1️⃣ Viewing Available Targets¶
After selecting an exploit module, use show targets to list all supported target configurations:
msf6 > use exploit/windows/smb/ms08_067_netapi
msf6 exploit(windows/smb/ms08_067_netapi) > show targets
Exploit targets:
Id Name
-- ----
0 Automatic Targeting
1 Windows 2000 Universal
2 Windows XP SP0/SP1 Universal
3 Windows XP SP2 English (AlwaysOn NX)
4 Windows XP SP3 English (AlwaysOn NX)
5 Windows 2003 SP0 Universal
...
67 Windows XP SP3 Japanese (NX)
2️⃣ Setting the Target¶
# Set a specific target by ID
set TARGET 3
# Or use automatic targeting (if available — usually target ID 0)
set TARGET 0
Automatic Targeting¶
Many modern exploits include an Automatic Targeting option (ID 0) that attempts to fingerprint the remote service and select the correct target automatically. This is the safest option when available.
Tip
Always prefer Automatic Targeting when it's available. Manual target selection should only be used when automatic detection fails or when you know the exact target configuration from prior enumeration.
3️⃣ Why Targets Matter¶
Exploits — especially buffer overflows — often depend on exact memory layouts that vary between:
| Factor | Impact |
|---|---|
| OS Version | Memory addresses, system call numbers, and security features differ between Windows XP, 7, 10, Server 2012, etc. |
| Service Pack / Patch Level | Patches change the memory layout of vulnerable functions. |
| Architecture (x86 vs x64) | Register sizes, calling conventions, and address space layout differ drastically. |
| Language / Locale | DLL base addresses can differ between language packs (e.g., English vs. Japanese Windows). |
| Application Version | Different versions of a vulnerable application (e.g., Apache, IIS) have different offsets. |
Concept
A buffer overflow exploit works by overwriting a specific memory address (e.g., a return address on the stack) with the address of your shellcode. If the target OS or patch level is different from what the exploit expects, the overwrite will hit the wrong address — causing a crash instead of code execution.

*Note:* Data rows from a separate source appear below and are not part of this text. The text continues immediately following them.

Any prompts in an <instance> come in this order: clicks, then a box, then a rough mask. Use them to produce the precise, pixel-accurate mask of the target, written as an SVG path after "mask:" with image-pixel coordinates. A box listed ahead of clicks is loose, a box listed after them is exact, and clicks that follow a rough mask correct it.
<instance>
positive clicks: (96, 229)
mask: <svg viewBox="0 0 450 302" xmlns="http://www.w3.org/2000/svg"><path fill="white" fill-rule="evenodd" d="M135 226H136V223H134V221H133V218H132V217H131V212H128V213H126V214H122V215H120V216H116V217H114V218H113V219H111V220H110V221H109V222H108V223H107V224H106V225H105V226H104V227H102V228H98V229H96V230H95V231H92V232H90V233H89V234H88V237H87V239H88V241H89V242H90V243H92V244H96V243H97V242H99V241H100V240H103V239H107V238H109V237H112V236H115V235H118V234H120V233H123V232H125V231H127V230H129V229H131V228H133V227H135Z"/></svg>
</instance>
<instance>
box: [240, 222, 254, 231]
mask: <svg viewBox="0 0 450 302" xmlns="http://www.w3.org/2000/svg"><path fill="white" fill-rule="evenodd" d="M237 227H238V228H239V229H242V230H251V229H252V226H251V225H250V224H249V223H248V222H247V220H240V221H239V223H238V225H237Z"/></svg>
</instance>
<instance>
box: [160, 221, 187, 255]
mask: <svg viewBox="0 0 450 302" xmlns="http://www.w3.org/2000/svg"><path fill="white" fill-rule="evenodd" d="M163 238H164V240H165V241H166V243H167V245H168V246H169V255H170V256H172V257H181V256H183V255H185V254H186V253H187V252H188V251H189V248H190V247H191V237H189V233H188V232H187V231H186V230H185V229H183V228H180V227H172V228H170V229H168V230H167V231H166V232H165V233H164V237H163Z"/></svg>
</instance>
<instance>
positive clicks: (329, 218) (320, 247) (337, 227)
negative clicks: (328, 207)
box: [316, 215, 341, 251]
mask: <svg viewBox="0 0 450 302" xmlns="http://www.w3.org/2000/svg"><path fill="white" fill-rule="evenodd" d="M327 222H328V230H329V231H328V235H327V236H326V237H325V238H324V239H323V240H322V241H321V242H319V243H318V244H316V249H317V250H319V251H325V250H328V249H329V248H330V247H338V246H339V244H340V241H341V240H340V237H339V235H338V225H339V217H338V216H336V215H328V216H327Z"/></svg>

4️⃣ Target-Related Options¶
Some exploits expose additional target-related options beyond the TARGET ID:
Common advanced options:
| Option | Description |
|---|---|
ForceExploit |
Run the exploit even if the check command reports the target is not vulnerable. |
DisablePayloadHandler |
Don't start a payload handler (useful when you have a separate listener). |
WfsDelay |
Time (seconds) to wait for the session to be created after the exploit runs. Increase for slow or laggy targets. |
AutoRunScript |
Automatically run a post-exploitation script when a session is created. |
5️⃣ Gotchas¶
Note
Wrong target = crashed service. If you select the wrong target for a buffer overflow exploit, you will likely crash the remote service. In a production environment, this can cause a denial-of-service and alert the blue team. Always verify the target configuration before running the exploit.
Note
Not all exploits have multiple targets. Web application exploits (e.g., SQL injection, file upload) and logic-based exploits often have a single universal target because they don't depend on memory layout.
Note
Service fingerprinting helps. Run auxiliary/scanner/smb/smb_version or Nmap's -sV flag to identify the exact OS and service version before selecting a target.
Warning
Running exploits with incorrect target settings can crash production services. Always test in a controlled environment first.